First the company announced that it would sell $200 million of 20-year zero coupon convertible bonds. The market for convertible bonds, which earn income and can be converted into stock, has been red-hot since the beginning of the year. Beckman Coulter stated it would use the money to retire existing debt.
Following that announcement, Moody’s Investor Service released its rating on the Beckman Coulter offer. The rating was Baa3. At the same time, Moody’s upgraded its ratings for the company’s existing debt and withdrew its rating on the senior implied and senior unsecured debt issues of Beckman Coulter.

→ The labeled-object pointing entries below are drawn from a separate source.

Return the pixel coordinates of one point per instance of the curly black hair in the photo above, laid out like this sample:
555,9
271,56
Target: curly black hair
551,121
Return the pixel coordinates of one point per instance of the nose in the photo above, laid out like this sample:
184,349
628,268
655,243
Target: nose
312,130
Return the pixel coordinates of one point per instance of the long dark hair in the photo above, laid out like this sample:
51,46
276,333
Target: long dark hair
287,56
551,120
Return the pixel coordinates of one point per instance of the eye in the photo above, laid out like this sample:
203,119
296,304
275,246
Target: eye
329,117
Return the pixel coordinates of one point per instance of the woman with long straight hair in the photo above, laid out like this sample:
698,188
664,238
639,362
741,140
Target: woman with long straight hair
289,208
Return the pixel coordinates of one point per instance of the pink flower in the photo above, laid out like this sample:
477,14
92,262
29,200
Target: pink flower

This moved the company’s debt ratings from the “junk” category to the “investment” category.
The day after the positive news about the upgrade by Moody’s, Beckman Coulter announced that it was cancelling the $200 million bond sale. This caught the investment community by surprise, since it is unusual for a company to pull this type of offering, particularly following an upgrade of its debt ratings.
Since its acquisition of Coulter Corporation in 1999, Beckman Coulter has carried a relatively high level of debt. Since 1999, it has paid down its debt by $129 million. It wants to lower its debt to equity ratio to a 1:1 ratio.
VYSIS CLOSES IN ON DNA-BASED TEST FOR BLADDER CANCER
AN ILLINOIS-BASED COMPANY is using FISH technology to create a diagnostic test for bladder cancer.
Vysis, Inc., located in Downer’s Grove, Illinois, expects FDA permission to market its “UroVysion” test sometime this summer. The test is a DNA-based urine test for bladder cancer that has demonstrated improved sensitivity over existing tests. It is also capable of detecting the disease as much as six months earlier than other methodologies.
UroVysion uses FISH (flourescence in situ hybridization) to check for the presence of four specific chromosomal abnormalities deemed characteristic of bladder cancer. Vysis also markets a test for breast cancer, called “PathVysion”, and is developing tests for certain genetic birth defects, leukemia, lung, and cervical cancers.